Pochi dubbi, invece, sui maestri: Jorge Luis Borges, prima di tutto, poi Julio Cortázar (Componibile 62 è uno dei migliori romanzi di sempre in lingua spagnola), e infine il poeta Nicanor Parra, il suo preferito (è ancora vivo, ha 99 anni...), dotato, secondo lui, di un eccezionale senso dell'umorismo, «e per di più del miglior umorismo del mondo, che è l'umorismo nero».

Altre cose che si vengono a scoprire da queste entrevistas escogidas sono che Bolaño era orgogliosissimo della sua collezione di wargames da tavolo (e chi ha letto Il terzo Reich lo può immaginare...), che le persone che più ammirava erano le madri di Plaza de Mayo, ma che se avesse potuto scegliere un personaggio di finzione in cui incarnarsi, avrebbe chiesto di essere Bugs Bunny, o Speedy Gonzales.
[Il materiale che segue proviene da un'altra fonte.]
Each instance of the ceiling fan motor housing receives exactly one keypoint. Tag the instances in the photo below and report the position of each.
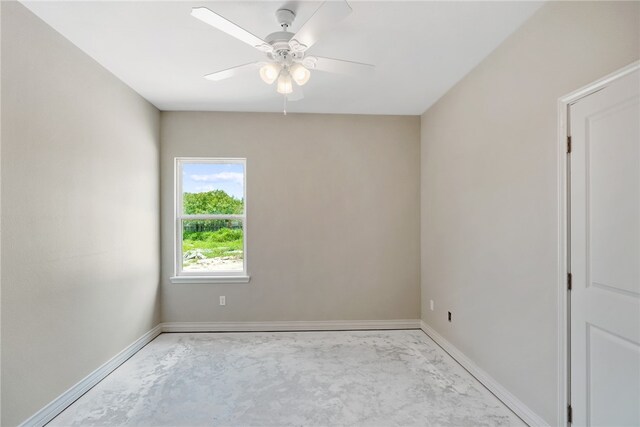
(285, 17)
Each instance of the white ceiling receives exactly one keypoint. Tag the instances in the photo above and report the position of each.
(420, 49)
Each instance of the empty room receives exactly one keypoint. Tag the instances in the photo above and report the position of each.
(319, 213)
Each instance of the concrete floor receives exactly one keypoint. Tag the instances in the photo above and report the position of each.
(364, 378)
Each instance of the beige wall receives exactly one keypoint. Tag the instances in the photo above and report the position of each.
(490, 197)
(80, 200)
(333, 213)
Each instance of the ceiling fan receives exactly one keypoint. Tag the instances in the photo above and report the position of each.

Che la felicità perfetta, per fortuna, non esiste («la sua ricerca genera immobilismo o i campi di concentramento»), ma esiste una felicità imperfetta, che nel suo caso consisteva nello «stare con mio figlio, e sapere che lui sta bene», che è una di quelle risposte che quando le leggi ti vengono i brividi, soprattutto se sei un padre. Che «l'unico dovere degli scrittori è scrivere bene e, se possibile, più che bene; aspirare a raggiungere l'eccellenza», che è una di quelle frasi che quando le leggi ti fanno passare la voglia di scrivere, soprattutto se sei uno che di mestiere scrive. Che, a proposito di politica, spesso coloro che si proclamano rivoluzionari (e lui, dal Cile al Salvador, ne conobbe molti) sono «autentici criminali». Che la sua malattia devastante non lo spaventò mai veramente, neppure all'ultimo (parla a lungo, con leggerezza, dei suoi funerali). E, infine - non si sa riferito a chi - che «quando si è amato qualcuno non si smette mai di amarlo».

Che vale per le donne, e anche per i veri scrittori.